Lansden Principle illustration
Management / Leadership / Ethics
Management / Leadership / Ethics

Lansden Principle

How you treat people on the way up determines how you are treated on the way down.

Popularity
Usefulness
Aliases
Keep-the-ladder-tidy principle
Domains
Leadership, career, ethics, interpersonal relations

Definition

  • The Lansden Principle advises that as you climb upward, keep the ladder tidy and treat people well because you may meet the same people on the way down.

Core Idea

  • How you treat people on the way up determines how you are treated on the way down.
  • Relationships and reputation outlast any single position.
  • Ambition is best pursued without burning bridges.

How It Works

  • Careers and fortunes rise and fall.
  • Those you helped or respected while rising become allies later; those you mistreated become obstacles.
  • Maintaining goodwill protects you across the ups and downs.

Usage Example

  • A manager who treats junior colleagues with respect finds, years later, that some have become senior leaders who remember and reciprocate that respect.

Famous Example

  • Example: Cited in management writing as the Lansden Principle on treating people well while ascending.
  • Why it fits this rule: It links upward ambition to durable relationships.
  • Verification status: A popular leadership maxim; specific attribution is not well verified, but the wisdom is widely shared.

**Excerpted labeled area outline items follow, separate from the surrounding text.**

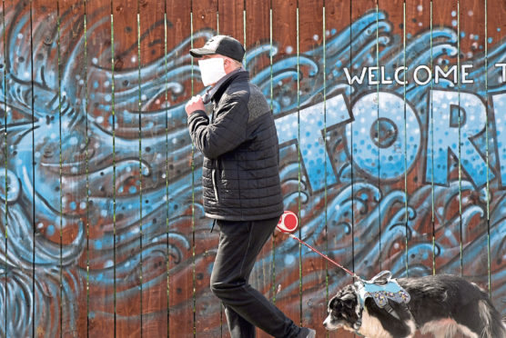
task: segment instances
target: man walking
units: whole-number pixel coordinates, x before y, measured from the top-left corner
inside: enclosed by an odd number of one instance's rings
[[[206,215],[219,227],[211,291],[225,305],[232,338],[255,337],[255,327],[278,338],[314,338],[314,330],[296,325],[248,283],[257,255],[283,213],[272,112],[249,83],[238,40],[217,35],[190,55],[198,58],[202,82],[210,86],[185,109],[193,143],[204,155]]]

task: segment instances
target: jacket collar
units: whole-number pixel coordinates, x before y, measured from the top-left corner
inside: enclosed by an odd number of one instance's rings
[[[245,78],[249,79],[249,73],[243,67],[238,68],[227,75],[223,76],[214,86],[207,89],[206,94],[204,95],[204,103],[208,103],[211,100],[214,102],[219,101],[223,92],[228,86],[228,84],[236,78]]]

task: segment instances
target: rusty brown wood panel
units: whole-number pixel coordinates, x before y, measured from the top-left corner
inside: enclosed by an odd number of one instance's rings
[[[348,48],[351,44],[351,1],[325,1],[325,114],[329,116],[334,109],[327,102],[345,94],[345,101],[349,107],[349,93],[351,86],[348,84],[343,67],[351,69],[352,54]],[[342,39],[343,44],[334,44]],[[327,118],[329,121],[329,118]],[[327,122],[329,129],[327,133],[327,150],[331,161],[337,184],[328,187],[327,206],[327,232],[329,255],[336,262],[344,265],[349,271],[354,270],[354,214],[356,207],[353,198],[341,201],[339,196],[347,190],[351,190],[351,157],[347,155],[346,124],[331,125]],[[330,128],[331,127],[331,128]],[[344,160],[343,160],[344,159]],[[329,178],[328,178],[329,180]],[[335,295],[339,288],[353,283],[353,279],[344,271],[331,263],[328,263],[329,298]],[[322,290],[322,288],[320,288]],[[320,296],[323,298],[322,296]],[[320,301],[321,302],[321,301]],[[327,303],[327,302],[325,302]],[[327,306],[327,303],[325,304]],[[321,311],[321,310],[319,310]],[[326,311],[323,312],[323,314]],[[321,315],[321,314],[320,314]],[[319,332],[320,323],[314,323],[313,327]],[[329,336],[353,337],[354,334],[345,330],[330,333]]]
[[[485,77],[486,71],[482,60],[484,60],[484,46],[485,46],[485,6],[481,1],[478,0],[460,0],[459,3],[459,37],[460,46],[460,65],[470,65],[472,70],[468,70],[471,75],[464,78],[464,74],[460,71],[460,83],[469,81],[478,81],[478,78]],[[464,84],[465,85],[465,84]],[[469,92],[465,89],[460,89],[461,95],[468,95]],[[465,97],[463,99],[466,99]],[[464,124],[464,128],[471,123],[480,124],[482,123],[481,132],[483,137],[478,138],[476,141],[481,144],[480,148],[485,150],[487,136],[484,135],[488,126],[491,125],[488,119],[486,119],[486,104],[487,97],[482,97],[480,105],[483,108],[483,119],[476,122],[471,122],[469,108],[464,108],[464,116],[461,118]],[[462,100],[463,101],[463,100]],[[461,104],[461,106],[466,107],[466,104]],[[461,128],[463,129],[463,128]],[[461,133],[462,142],[466,142],[470,135],[467,133]],[[481,146],[483,145],[483,146]],[[462,151],[464,152],[464,150]],[[483,164],[481,166],[481,170],[487,175],[487,164],[489,163],[488,154],[482,154]],[[480,162],[479,158],[475,159]],[[461,189],[461,208],[464,211],[462,216],[462,275],[471,281],[479,284],[484,290],[489,289],[489,234],[488,234],[488,214],[487,204],[489,200],[488,193],[486,192],[487,185],[490,186],[491,175],[488,175],[484,184],[481,187],[471,185],[469,188],[464,189],[464,182],[472,182],[472,177],[462,170],[462,189]],[[468,185],[469,186],[469,185]],[[481,213],[474,214],[466,214],[465,211],[470,208],[479,207]]]
[[[324,64],[323,51],[313,55],[309,53],[322,47],[325,35],[323,5],[322,0],[299,2],[300,56],[307,57],[308,60],[321,65],[321,66]],[[329,188],[329,183],[333,182],[332,178],[335,176],[331,170],[328,170],[331,166],[327,167],[329,159],[325,146],[327,139],[325,133],[327,128],[326,111],[323,105],[323,101],[326,99],[323,93],[325,73],[323,69],[318,69],[318,65],[315,66],[300,60],[299,58],[299,106],[307,106],[308,98],[311,97],[312,104],[316,104],[318,108],[314,110],[299,108],[301,124],[299,142],[310,144],[315,152],[319,153],[309,163],[304,163],[304,167],[302,167],[307,178],[301,186],[305,198],[302,200],[300,210],[300,227],[301,229],[309,229],[306,232],[305,240],[309,244],[314,244],[320,252],[326,253],[328,247],[326,236],[328,189]],[[315,138],[308,137],[309,131],[302,128],[304,125],[309,125],[311,120],[314,120],[313,123],[319,129],[315,134]],[[320,165],[318,165],[319,164]],[[319,169],[311,170],[314,165],[318,165]],[[312,180],[309,179],[309,176],[313,176]],[[320,220],[323,220],[323,224]],[[318,329],[319,335],[325,334],[322,325],[318,323],[323,323],[327,313],[327,297],[324,296],[324,293],[327,289],[328,262],[306,247],[302,248],[302,253],[301,302],[303,315],[301,323],[303,326],[314,326]],[[333,269],[334,267],[329,268]],[[310,313],[310,315],[306,313]]]
[[[31,6],[31,74],[32,74],[32,88],[33,94],[31,97],[31,106],[34,124],[38,124],[41,115],[46,115],[50,120],[54,121],[48,130],[44,127],[34,127],[33,135],[33,167],[31,172],[34,181],[34,324],[35,335],[59,334],[62,324],[62,315],[64,309],[62,308],[62,290],[56,285],[61,283],[60,270],[60,251],[54,250],[48,256],[44,259],[42,242],[44,240],[50,241],[55,244],[55,247],[61,245],[61,195],[60,195],[60,174],[59,174],[59,156],[60,149],[58,139],[60,137],[60,123],[58,94],[59,88],[56,83],[52,88],[45,88],[46,76],[54,78],[58,77],[58,27],[57,27],[57,3],[49,1],[34,1]],[[47,93],[49,92],[49,93]],[[44,98],[53,96],[50,102],[44,102]],[[47,118],[47,117],[46,117]],[[47,125],[47,124],[46,124]],[[54,142],[50,145],[43,147],[44,138],[52,137]],[[42,157],[39,154],[45,154]],[[44,174],[47,177],[46,182],[35,183],[35,175]],[[49,188],[54,194],[50,196],[42,196],[37,194],[37,190],[43,188],[40,184]],[[40,191],[40,190],[39,190]],[[43,204],[37,201],[47,199],[50,204],[56,205],[56,210],[53,213],[46,214],[38,210]],[[38,208],[37,208],[38,206]],[[42,228],[46,225],[46,231]],[[38,228],[44,234],[44,239],[36,235]],[[36,266],[41,261],[46,260],[52,265],[55,265],[55,273],[49,275],[46,273],[38,273]],[[47,282],[46,282],[47,281]],[[45,294],[43,285],[45,283],[53,284],[52,291],[49,294]],[[37,310],[35,310],[37,309]],[[51,323],[51,325],[46,325]]]
[[[218,30],[218,0],[193,1],[192,41],[194,47],[200,47]],[[197,60],[194,60],[194,72],[198,69]],[[195,78],[193,94],[204,94],[202,83]],[[197,157],[198,156],[198,157]],[[193,157],[194,168],[200,169],[202,154],[195,154]],[[194,170],[195,170],[194,169]],[[202,209],[202,194],[200,193],[201,174],[194,171],[194,279],[195,288],[195,330],[197,334],[218,335],[221,331],[219,318],[220,302],[217,302],[209,289],[209,266],[214,262],[214,253],[218,246],[218,232],[209,234],[212,221],[204,216]],[[197,193],[198,192],[198,193]],[[218,315],[217,315],[218,314]]]
[[[379,17],[378,17],[378,9],[377,9],[377,2],[372,0],[360,0],[360,1],[353,1],[351,3],[351,18],[352,21],[359,19],[360,17],[365,17],[365,15],[369,15],[370,17],[369,22],[370,25],[367,30],[362,30],[359,32],[355,32],[352,30],[351,32],[351,67],[356,68],[358,70],[361,70],[362,67],[367,66],[377,66],[377,48],[378,48],[378,42],[377,42],[377,30],[378,24],[379,24]],[[360,34],[360,35],[359,35]],[[360,45],[353,44],[354,41],[360,42]],[[366,82],[369,83],[369,82]],[[375,85],[369,85],[368,92],[369,95],[377,95],[378,89]],[[359,114],[357,110],[357,105],[355,101],[359,99],[356,95],[351,94],[350,101],[352,103],[352,113],[353,116],[356,119]],[[374,102],[372,99],[372,109],[374,112],[370,111],[368,112],[371,114],[369,118],[375,118],[378,114],[378,102]],[[364,118],[363,114],[366,112],[361,112],[362,116],[360,118]],[[357,139],[359,133],[360,132],[355,124],[350,124],[349,129],[347,129],[347,133],[350,133],[351,136],[349,139],[351,140],[351,144],[349,145],[350,149],[350,153],[353,154],[352,156],[357,155],[357,152],[359,154],[359,152],[362,150],[358,144],[356,144],[355,139]],[[374,177],[378,177],[378,167],[372,168],[370,173],[364,173],[360,171],[360,168],[356,164],[356,160],[352,157],[352,168],[351,168],[351,182],[366,182],[367,184],[363,189],[363,192],[360,191],[353,191],[353,197],[356,198],[359,196],[356,194],[363,194],[367,196],[365,198],[365,204],[366,207],[371,208],[369,213],[370,213],[371,216],[370,219],[362,217],[359,210],[354,210],[353,214],[353,224],[354,224],[354,236],[360,238],[360,241],[356,241],[354,243],[354,268],[355,273],[360,276],[364,276],[365,278],[370,278],[374,276],[377,273],[380,271],[380,252],[381,250],[381,238],[380,238],[380,205],[379,203],[380,199],[381,193],[379,190],[379,181],[378,179],[374,179]],[[378,154],[374,158],[370,158],[369,160],[372,162],[378,161]],[[369,178],[369,180],[365,180],[365,178]],[[356,189],[356,188],[354,188]],[[357,205],[359,207],[359,205]],[[369,238],[373,239],[370,243],[370,246],[366,244],[362,239]]]
[[[192,265],[192,212],[191,185],[188,192],[181,192],[176,183],[181,179],[191,180],[191,140],[176,137],[177,131],[186,128],[186,114],[180,108],[192,95],[192,66],[188,50],[192,44],[192,2],[167,1],[167,165],[168,165],[168,336],[193,336],[193,283]],[[177,70],[184,65],[185,72]],[[196,80],[197,81],[197,80]],[[169,84],[180,84],[182,88]],[[179,108],[179,110],[177,110]],[[183,147],[184,155],[175,153]],[[182,194],[182,200],[177,199]],[[187,246],[172,237],[182,234]]]
[[[297,36],[297,1],[272,1],[271,16],[272,16],[272,51],[268,65],[272,63],[272,78],[269,81],[264,81],[265,85],[268,85],[269,103],[273,104],[274,115],[293,114],[298,116],[298,81],[297,75],[297,53],[298,53],[298,36]],[[250,5],[253,7],[253,5]],[[254,31],[255,26],[262,23],[256,23],[253,19],[252,13],[248,12],[247,30]],[[269,17],[270,20],[270,17]],[[295,29],[290,29],[294,27]],[[270,32],[269,32],[270,33]],[[251,35],[251,34],[250,34]],[[249,36],[249,35],[248,35]],[[258,38],[258,35],[254,35]],[[270,43],[270,35],[269,41]],[[248,45],[250,37],[247,37]],[[250,47],[248,47],[251,49]],[[266,55],[265,58],[267,58]],[[262,59],[264,60],[264,59]],[[279,65],[291,60],[290,68],[284,69]],[[262,61],[264,62],[264,61]],[[249,67],[249,65],[248,65]],[[265,68],[264,68],[265,69]],[[269,69],[270,71],[270,69]],[[250,71],[251,74],[251,71]],[[269,76],[270,77],[270,76]],[[272,87],[272,96],[270,90]],[[284,97],[284,104],[279,104],[279,98]],[[281,176],[282,192],[285,198],[285,210],[289,210],[298,214],[299,217],[299,159],[298,159],[298,128],[292,124],[290,131],[292,140],[288,141],[288,144],[280,144],[279,149],[279,172]],[[300,229],[300,228],[299,228]],[[297,231],[296,235],[300,235],[300,231]],[[288,237],[287,235],[275,232],[274,246],[280,248],[277,250],[275,263],[275,284],[273,300],[285,314],[290,318],[296,324],[300,324],[300,296],[299,296],[299,263],[300,255],[299,251],[299,244]],[[267,290],[266,290],[267,291]]]
[[[406,232],[407,203],[406,164],[408,118],[415,117],[414,112],[405,105],[403,85],[393,83],[392,74],[403,65],[404,58],[404,1],[378,2],[379,25],[387,15],[386,20],[391,22],[391,35],[382,27],[378,28],[378,48],[380,67],[376,79],[379,82],[378,114],[375,125],[374,142],[379,148],[379,178],[381,200],[394,199],[397,203],[390,206],[380,203],[380,257],[381,270],[394,270],[407,273]],[[392,84],[390,82],[392,81]],[[398,89],[393,94],[392,89]],[[411,124],[413,125],[414,124]]]
[[[192,155],[183,109],[192,94],[204,89],[187,51],[218,30],[246,42],[247,67],[277,121],[295,116],[290,121],[296,122],[297,137],[281,144],[280,169],[286,207],[300,216],[298,235],[364,278],[385,268],[397,275],[462,274],[488,289],[503,313],[504,79],[494,64],[504,62],[504,4],[229,5],[3,3],[6,108],[0,128],[6,134],[1,158],[7,164],[5,175],[15,187],[20,184],[19,193],[0,195],[5,250],[19,263],[9,265],[15,274],[2,277],[6,335],[228,336],[221,304],[208,288],[218,234],[209,234],[211,222],[203,214],[202,159]],[[392,76],[404,57],[410,67],[405,92],[400,84],[376,85],[367,79],[349,84],[343,72],[388,65],[386,76]],[[420,65],[444,71],[471,65],[469,77],[474,83],[413,84],[413,68]],[[441,91],[453,100],[453,110],[440,104]],[[369,94],[379,101],[371,98],[376,115],[369,121],[372,134],[366,128],[370,140],[365,140],[381,143],[389,135],[382,128],[397,124],[398,137],[406,134],[400,147],[407,168],[390,170],[391,161],[383,158],[389,146],[372,153],[359,142],[364,138],[355,132],[367,124],[360,121],[359,104]],[[382,103],[392,104],[388,94],[404,100],[394,107],[406,109],[405,130],[404,120],[380,124]],[[355,120],[336,125],[329,119],[339,97]],[[469,102],[481,103],[480,112],[471,111]],[[437,104],[439,110],[432,109]],[[311,109],[316,124],[329,128],[328,138],[312,149],[323,149],[315,158],[332,161],[330,171],[321,161],[307,162],[307,125],[299,117]],[[487,128],[468,132],[469,118],[484,124],[483,111]],[[399,116],[399,111],[389,114]],[[446,116],[452,119],[449,124],[438,124]],[[418,136],[411,139],[417,125],[420,142]],[[432,125],[440,128],[433,134]],[[460,144],[460,150],[449,150],[445,131]],[[410,146],[415,144],[411,165]],[[476,154],[473,149],[478,156],[470,155]],[[449,168],[430,178],[431,161],[442,164],[440,151],[450,152]],[[364,168],[360,152],[372,154],[378,165]],[[484,182],[480,168],[485,162]],[[327,288],[331,296],[350,278],[305,247],[299,254],[299,244],[278,233],[260,259],[251,276],[254,286],[296,323],[325,334]],[[15,322],[10,316],[15,316],[21,284],[33,293],[35,307],[24,303],[25,315]]]
[[[140,336],[142,323],[142,176],[139,164],[139,59],[137,52],[137,0],[113,0],[114,20],[114,91],[115,131],[118,149],[116,181],[116,335]],[[121,79],[129,79],[125,85]],[[117,127],[117,128],[116,128]],[[129,152],[119,150],[119,144],[128,144]],[[139,204],[129,212],[129,204]],[[122,235],[122,234],[128,235]],[[132,244],[129,245],[129,244]],[[120,269],[126,263],[127,269]]]
[[[166,4],[138,2],[140,176],[142,191],[142,335],[164,337],[168,333]],[[148,69],[157,66],[155,75]],[[150,85],[151,84],[151,85]],[[157,144],[164,146],[155,147]],[[163,159],[163,160],[160,160]],[[157,199],[156,192],[165,197]],[[164,194],[165,193],[165,194]]]
[[[487,17],[487,39],[484,42],[486,48],[486,55],[489,67],[497,63],[498,55],[502,55],[501,46],[504,44],[504,32],[506,32],[506,4],[502,1],[488,0],[486,7]],[[504,63],[503,57],[501,57]],[[498,79],[501,79],[498,80]],[[494,68],[494,71],[487,74],[487,103],[488,103],[488,119],[492,120],[492,127],[489,128],[489,160],[494,164],[496,170],[493,172],[496,177],[501,176],[501,179],[495,178],[495,182],[491,182],[489,193],[489,210],[488,225],[490,234],[490,294],[492,297],[492,302],[498,310],[504,316],[504,279],[501,273],[506,269],[506,247],[503,244],[504,238],[504,225],[501,224],[499,219],[501,218],[501,207],[504,201],[503,194],[501,194],[501,185],[505,185],[503,175],[501,174],[501,170],[504,170],[504,140],[503,133],[501,132],[501,125],[503,124],[503,109],[501,108],[499,104],[500,100],[491,96],[492,93],[496,94],[501,83],[504,84],[504,75],[501,74],[501,68]],[[501,133],[502,136],[500,137]],[[495,150],[494,150],[495,149]]]
[[[432,26],[434,28],[451,27],[453,29],[455,47],[458,45],[458,2],[457,1],[434,1],[432,4]],[[440,65],[458,65],[459,53],[451,51],[450,55],[442,55]],[[435,64],[434,65],[436,65]],[[454,85],[454,84],[452,84]],[[433,95],[431,102],[433,102]],[[431,125],[434,122],[440,121],[440,111],[433,108],[430,115]],[[435,146],[430,156],[437,155],[438,147]],[[435,261],[436,273],[447,273],[461,274],[460,268],[460,234],[461,220],[460,214],[460,184],[459,180],[459,154],[449,156],[449,177],[448,187],[441,184],[435,185],[434,197],[434,236],[436,242],[440,243],[444,248],[444,254],[439,254]],[[437,160],[436,160],[437,161]],[[434,174],[436,176],[436,174]],[[435,181],[435,180],[434,180]],[[441,248],[441,249],[442,249]],[[442,250],[441,250],[442,252]],[[453,263],[449,265],[450,262]]]
[[[116,320],[116,153],[113,146],[113,55],[111,4],[86,3],[86,69],[89,94],[89,336],[115,337]],[[104,152],[104,153],[103,153]]]
[[[86,241],[88,224],[87,186],[87,120],[82,113],[86,111],[86,77],[84,47],[85,5],[80,0],[57,2],[58,17],[58,101],[60,118],[60,188],[61,188],[61,333],[63,336],[86,334],[87,293],[86,282],[76,282],[85,274],[77,269],[87,264],[87,248],[82,247],[77,256],[69,260],[64,248]],[[81,49],[82,51],[82,49]],[[70,60],[73,60],[70,62]],[[76,85],[77,84],[77,85]],[[75,101],[71,97],[76,97]],[[56,162],[53,160],[52,164]],[[76,263],[78,262],[78,263]],[[86,280],[85,280],[86,281]]]
[[[430,51],[430,38],[426,39],[422,45],[418,48],[414,42],[420,36],[430,36],[431,24],[431,3],[429,0],[407,0],[406,1],[406,20],[405,20],[405,36],[406,51],[405,51],[405,66],[414,65],[418,57],[420,50]],[[427,65],[433,69],[431,60]],[[409,76],[410,73],[407,73]],[[402,77],[404,78],[404,76]],[[407,78],[407,76],[406,76]],[[433,85],[433,82],[430,83]],[[406,88],[406,95],[409,96],[413,92],[413,86]],[[428,100],[430,95],[427,91],[425,99]],[[408,250],[408,266],[412,273],[410,274],[431,274],[434,268],[435,252],[433,246],[434,221],[433,221],[433,205],[432,194],[433,187],[431,182],[424,182],[426,164],[424,159],[430,158],[427,154],[427,148],[424,146],[424,141],[428,140],[428,124],[430,115],[430,107],[423,106],[417,110],[413,106],[410,100],[406,100],[406,107],[410,106],[415,110],[418,121],[411,121],[410,124],[415,125],[407,128],[408,144],[413,139],[420,139],[419,154],[414,160],[412,168],[408,168],[408,177],[406,193],[408,194],[408,225],[410,232],[408,234],[407,250]],[[418,134],[417,134],[418,122]],[[409,160],[410,158],[408,158]],[[417,213],[416,217],[413,213]],[[416,249],[420,248],[420,249]]]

Use Cases / Situations Where It Applies

  • Career and reputation management.
  • Ethical leadership while ambitious.
  • Long-term relationship building.

When Not to Use or Common Misuse

  • Do not treat people well only instrumentally; sincerity matters.
  • Do not avoid hard but fair decisions out of fear of future reprisal.
  • Do not confuse niceness with weak standards.

Rule Invention / Origin

  • Invented by: Attributed to "Lansden"; provenance uncertain.
  • Year of invention: Unknown.
  • Country / context of origin: Popular management literature.

Evidence / Research Basis

  • A maxim consistent with research on reputation, reciprocity, and long-term professional networks.